263 Background: The majority of studies evaluating appendiceal epithelial neoplasms have focused on those with mucinous histology. Few studies have reported on non-mucinous appendiceal adenocarcinomas. We performed the largest single-center study to investigate this histologic subtype, in order to describe the natural history and impact of both cytoreductive surgery (CRS) and systemic chemotherapy. Methods: We retrospectively reviewed 172 pts with non-mucinous appendiceal adenocarcinoma evaluated at the UT-MD Anderson Cancer Center between 1990 and 2015. Patient demographics, tumor characteristics, therapy received, and outcomes were recorded. Response assessment was semi-quantitative (response vs. no response) according to the treating physician. Overall survival (OS) and time to progression (TTP) were calculated using Kaplan Meier product-limit method and survival rates compared using the log rank test. Results: Median age at diagnosis was 52.9 yrs (M:F 1:1). Most pts presented with advanced stage: stage I (1.7%), stage II (32.5%), stage III (14.5%), and stage IV (51.2%).

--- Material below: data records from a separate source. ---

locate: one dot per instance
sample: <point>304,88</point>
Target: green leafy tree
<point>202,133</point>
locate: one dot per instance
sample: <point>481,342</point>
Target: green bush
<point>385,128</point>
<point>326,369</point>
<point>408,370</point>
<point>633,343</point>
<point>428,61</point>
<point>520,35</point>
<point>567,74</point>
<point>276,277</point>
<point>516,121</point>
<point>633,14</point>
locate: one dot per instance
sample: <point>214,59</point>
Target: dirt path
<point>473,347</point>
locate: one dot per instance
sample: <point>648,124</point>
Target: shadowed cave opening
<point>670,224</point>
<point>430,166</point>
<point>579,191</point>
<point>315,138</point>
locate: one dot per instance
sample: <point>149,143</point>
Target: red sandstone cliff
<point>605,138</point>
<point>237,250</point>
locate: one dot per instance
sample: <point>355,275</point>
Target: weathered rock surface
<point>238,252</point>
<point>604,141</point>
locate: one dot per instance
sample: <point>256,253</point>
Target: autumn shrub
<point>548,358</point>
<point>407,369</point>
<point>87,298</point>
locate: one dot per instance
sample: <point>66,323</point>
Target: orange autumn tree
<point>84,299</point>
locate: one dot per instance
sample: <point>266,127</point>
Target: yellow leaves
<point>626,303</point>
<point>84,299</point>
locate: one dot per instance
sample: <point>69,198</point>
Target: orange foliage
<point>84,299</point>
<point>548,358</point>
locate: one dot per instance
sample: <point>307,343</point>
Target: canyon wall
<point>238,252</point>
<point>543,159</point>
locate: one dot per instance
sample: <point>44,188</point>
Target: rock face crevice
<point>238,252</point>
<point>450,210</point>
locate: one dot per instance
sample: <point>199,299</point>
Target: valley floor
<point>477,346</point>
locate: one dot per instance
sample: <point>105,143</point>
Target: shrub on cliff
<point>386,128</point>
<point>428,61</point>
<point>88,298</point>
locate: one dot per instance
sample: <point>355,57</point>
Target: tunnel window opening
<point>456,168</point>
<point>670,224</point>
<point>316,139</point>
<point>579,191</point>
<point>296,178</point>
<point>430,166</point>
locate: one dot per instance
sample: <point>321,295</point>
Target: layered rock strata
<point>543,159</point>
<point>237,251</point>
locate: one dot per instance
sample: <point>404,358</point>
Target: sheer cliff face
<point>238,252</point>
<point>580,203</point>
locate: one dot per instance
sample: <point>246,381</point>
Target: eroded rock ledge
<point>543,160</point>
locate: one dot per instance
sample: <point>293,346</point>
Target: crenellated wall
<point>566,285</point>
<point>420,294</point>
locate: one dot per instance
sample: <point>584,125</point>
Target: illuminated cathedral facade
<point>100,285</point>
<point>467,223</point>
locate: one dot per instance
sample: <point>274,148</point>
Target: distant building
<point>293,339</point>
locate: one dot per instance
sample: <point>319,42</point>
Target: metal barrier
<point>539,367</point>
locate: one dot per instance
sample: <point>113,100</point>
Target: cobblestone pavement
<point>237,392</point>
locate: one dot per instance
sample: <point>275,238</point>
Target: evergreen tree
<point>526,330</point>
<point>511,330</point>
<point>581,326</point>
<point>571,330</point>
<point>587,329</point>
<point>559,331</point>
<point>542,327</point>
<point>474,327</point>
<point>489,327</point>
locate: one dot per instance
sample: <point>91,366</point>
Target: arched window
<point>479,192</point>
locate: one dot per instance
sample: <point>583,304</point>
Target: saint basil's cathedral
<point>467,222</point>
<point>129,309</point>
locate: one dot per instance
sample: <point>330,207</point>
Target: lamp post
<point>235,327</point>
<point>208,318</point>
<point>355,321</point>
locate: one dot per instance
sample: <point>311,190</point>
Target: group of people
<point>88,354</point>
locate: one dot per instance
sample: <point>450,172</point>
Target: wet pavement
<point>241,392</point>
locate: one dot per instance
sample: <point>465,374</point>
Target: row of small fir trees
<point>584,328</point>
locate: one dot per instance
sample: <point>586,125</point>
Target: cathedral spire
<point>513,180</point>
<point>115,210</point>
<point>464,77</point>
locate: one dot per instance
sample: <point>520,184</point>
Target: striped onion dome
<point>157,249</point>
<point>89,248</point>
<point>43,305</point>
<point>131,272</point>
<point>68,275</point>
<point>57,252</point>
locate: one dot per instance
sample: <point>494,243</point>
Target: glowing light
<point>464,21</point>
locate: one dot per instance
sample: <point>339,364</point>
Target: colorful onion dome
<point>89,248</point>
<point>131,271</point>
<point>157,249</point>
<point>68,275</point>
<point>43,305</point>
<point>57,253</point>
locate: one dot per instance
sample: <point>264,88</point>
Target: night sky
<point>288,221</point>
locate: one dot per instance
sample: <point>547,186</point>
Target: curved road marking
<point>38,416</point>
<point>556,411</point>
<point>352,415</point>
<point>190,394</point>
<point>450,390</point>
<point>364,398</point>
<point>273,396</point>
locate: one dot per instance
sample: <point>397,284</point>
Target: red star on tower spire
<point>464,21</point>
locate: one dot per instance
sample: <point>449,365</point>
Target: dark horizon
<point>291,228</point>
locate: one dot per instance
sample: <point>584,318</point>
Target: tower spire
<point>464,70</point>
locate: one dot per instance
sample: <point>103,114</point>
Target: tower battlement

No patient had well-differentiated histology. 56% had moderate and 44% poor histology. Median OS by stage was 90.9m [95% CI: 70.8 to 172.9] for stage II, 52.1m [95% CI: 28.9 to NA] for stage III and 28.3m [95% CI: 22.9 to 31.9] for stage IV, (p < 0.0001). In pts with metastatic disease (n = 128) CRS was attempted in 20 (15.6%) and was complete (CCS 0/1) in 12. The median OS for pts achieving complete CRS was 48.6m. Systemic chemotherapy was administered to 92% (118/128) of metastatic pts. The median TTP was 9.4m [95% CI: 8.0 to 11.5] and semi-quantitative response rate was 54%. The majority of pts received either oxaliplatin-based, 57%, or irinotecan-based, 23%, first-line chemotherapy regimens. No statistical difference in TTP (p = 0.9) or OS (p = 0.07) between different chemotherapies was seen. Conclusions: In contrast to mucinous appendiceal neoplasms, non-mucinous appendiceal adenocarcinomas rarely present with low-grade (well-differentiated) histology. Treatment approaches appear more akin to colorectal cancer with most metastatic pts undergoing systemic chemotherapy and a minority undergoing CRS.